BEIJING (TheStreet) -- The common man in China used to root for economic growth and shrug off polluted air as a necessary price to pay for future prosperity.
Today, now that China has achieved relative prosperity, the common man is spending a lot of money on home air purifiers, purifier replacement filters and face masks.
The combination of urban air pollution and consumer wealth has been a boon to companies that cater to rising demand for a little lung protection in China. Getting behind these companies are stock investors who understand the common man's angst and don't expect China's chronic smog to blow away anytime soon.
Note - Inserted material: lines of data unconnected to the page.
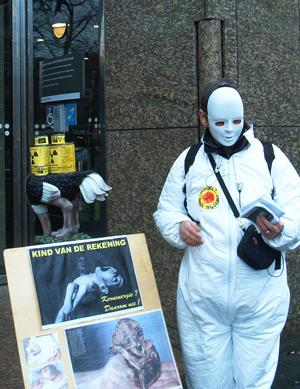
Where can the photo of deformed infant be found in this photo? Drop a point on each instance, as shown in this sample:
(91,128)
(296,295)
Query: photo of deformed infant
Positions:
(98,280)
(129,353)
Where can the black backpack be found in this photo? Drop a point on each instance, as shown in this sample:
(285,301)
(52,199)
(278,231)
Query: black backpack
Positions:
(193,150)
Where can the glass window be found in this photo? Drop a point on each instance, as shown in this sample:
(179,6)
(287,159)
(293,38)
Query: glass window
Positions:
(74,108)
(6,127)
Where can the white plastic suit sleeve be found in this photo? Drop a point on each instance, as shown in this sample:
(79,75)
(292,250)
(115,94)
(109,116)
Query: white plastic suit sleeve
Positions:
(287,195)
(170,210)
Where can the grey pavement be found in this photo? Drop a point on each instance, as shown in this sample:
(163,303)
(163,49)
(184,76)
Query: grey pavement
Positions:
(287,376)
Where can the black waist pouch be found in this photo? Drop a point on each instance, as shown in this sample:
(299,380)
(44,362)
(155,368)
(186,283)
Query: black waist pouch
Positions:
(255,252)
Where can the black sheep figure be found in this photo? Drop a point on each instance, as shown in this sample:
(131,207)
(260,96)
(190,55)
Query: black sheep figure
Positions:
(63,191)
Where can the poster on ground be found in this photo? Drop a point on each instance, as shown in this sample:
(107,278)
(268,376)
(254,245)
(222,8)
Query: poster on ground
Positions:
(77,281)
(45,367)
(129,353)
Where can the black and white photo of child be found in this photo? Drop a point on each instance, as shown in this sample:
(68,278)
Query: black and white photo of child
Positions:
(41,349)
(79,280)
(50,376)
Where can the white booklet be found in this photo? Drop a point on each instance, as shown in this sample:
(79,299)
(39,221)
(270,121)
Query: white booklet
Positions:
(262,207)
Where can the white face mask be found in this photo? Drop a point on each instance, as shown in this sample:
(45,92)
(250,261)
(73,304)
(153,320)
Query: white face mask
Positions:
(225,115)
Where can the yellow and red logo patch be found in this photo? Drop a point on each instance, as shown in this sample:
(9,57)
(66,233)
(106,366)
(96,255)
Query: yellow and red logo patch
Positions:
(208,197)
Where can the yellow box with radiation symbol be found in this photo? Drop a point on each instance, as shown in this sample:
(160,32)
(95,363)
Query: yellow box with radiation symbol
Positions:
(39,160)
(62,158)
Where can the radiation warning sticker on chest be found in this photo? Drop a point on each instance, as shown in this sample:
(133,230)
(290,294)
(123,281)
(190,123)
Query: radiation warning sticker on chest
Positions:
(208,197)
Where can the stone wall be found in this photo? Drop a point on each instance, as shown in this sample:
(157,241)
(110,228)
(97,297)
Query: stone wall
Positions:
(158,58)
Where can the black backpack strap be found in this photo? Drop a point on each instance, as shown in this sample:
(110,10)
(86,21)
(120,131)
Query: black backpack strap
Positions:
(188,162)
(190,157)
(269,157)
(268,153)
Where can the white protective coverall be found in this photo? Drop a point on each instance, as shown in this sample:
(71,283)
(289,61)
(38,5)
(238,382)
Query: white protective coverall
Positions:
(230,316)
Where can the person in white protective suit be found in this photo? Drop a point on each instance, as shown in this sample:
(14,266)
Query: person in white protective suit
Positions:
(230,316)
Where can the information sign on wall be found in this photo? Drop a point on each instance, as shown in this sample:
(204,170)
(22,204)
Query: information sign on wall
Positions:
(62,78)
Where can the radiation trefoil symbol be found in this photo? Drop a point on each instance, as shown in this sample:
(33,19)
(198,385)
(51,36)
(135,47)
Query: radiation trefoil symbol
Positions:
(208,197)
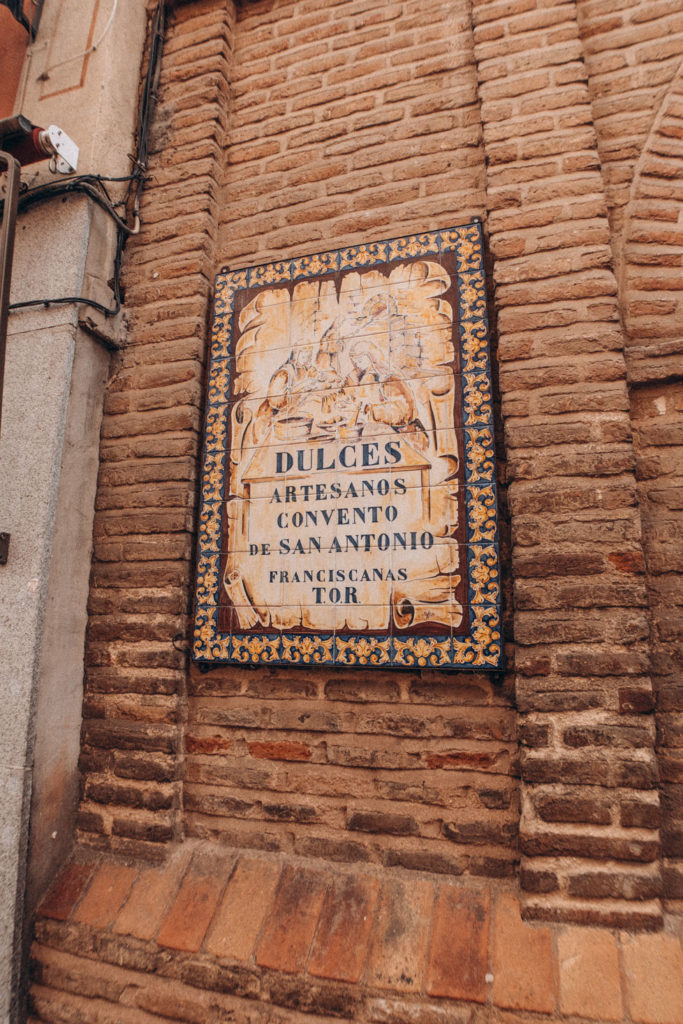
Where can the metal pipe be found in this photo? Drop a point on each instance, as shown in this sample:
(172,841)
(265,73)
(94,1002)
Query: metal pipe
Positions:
(7,252)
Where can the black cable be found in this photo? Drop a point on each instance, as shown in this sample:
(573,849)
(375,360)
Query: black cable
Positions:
(93,184)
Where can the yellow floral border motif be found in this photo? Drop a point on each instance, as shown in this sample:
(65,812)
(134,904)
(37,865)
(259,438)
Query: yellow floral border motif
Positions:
(482,648)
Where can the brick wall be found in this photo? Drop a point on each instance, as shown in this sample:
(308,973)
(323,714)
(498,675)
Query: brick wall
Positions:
(634,53)
(352,121)
(286,127)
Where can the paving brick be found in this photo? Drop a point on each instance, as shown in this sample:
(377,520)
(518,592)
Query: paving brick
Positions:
(457,967)
(66,892)
(243,909)
(653,970)
(398,943)
(105,895)
(589,980)
(187,921)
(146,906)
(522,961)
(348,910)
(291,925)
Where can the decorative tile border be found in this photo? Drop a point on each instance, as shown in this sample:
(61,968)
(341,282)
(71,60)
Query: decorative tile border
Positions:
(479,645)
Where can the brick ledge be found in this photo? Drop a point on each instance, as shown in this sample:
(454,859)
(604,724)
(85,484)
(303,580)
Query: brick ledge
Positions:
(216,935)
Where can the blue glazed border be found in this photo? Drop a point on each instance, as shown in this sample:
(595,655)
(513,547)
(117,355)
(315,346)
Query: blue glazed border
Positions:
(481,647)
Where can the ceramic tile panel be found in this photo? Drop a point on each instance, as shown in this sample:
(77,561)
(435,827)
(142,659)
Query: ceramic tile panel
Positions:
(348,492)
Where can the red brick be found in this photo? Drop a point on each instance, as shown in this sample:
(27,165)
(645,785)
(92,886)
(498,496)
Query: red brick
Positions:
(190,914)
(150,899)
(522,962)
(653,969)
(105,895)
(457,967)
(241,914)
(282,751)
(398,944)
(349,909)
(67,891)
(291,926)
(590,983)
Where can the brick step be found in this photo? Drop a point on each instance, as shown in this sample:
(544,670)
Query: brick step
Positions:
(238,936)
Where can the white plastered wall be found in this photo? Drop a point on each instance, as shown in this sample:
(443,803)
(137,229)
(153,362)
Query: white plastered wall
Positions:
(54,381)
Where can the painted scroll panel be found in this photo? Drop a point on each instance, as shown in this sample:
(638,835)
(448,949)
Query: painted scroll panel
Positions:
(348,505)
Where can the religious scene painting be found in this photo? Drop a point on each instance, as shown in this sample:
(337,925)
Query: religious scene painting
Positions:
(348,504)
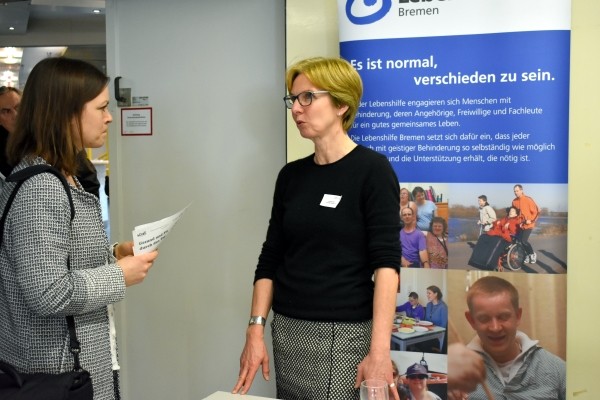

The Beijing-based consultancy China Market Monitor predicts air purifier sales to hit $1.4 billion this year in China and jump another 30% in 2015. Highlighting the potential for growth is the fact that only about 0.1% of Chinese homes today have an air purifier, compared with 71% of the homes in South Korea.
Step one for investing in these smog-fighting product makers is to remember that Chinese consumers often prefer foreign brands. Moreover, the middle class and wealthy don't mind paying extra for trustworthy products if their health is at stake.
According to China Market Monitor, foreign companies have cornered 54% of the air purifier market in China. And the market's fastest-growing segment is at the high end of the price range, which means $800 and up. Well-to-do consumers sometimes have a purifier in every room in the house.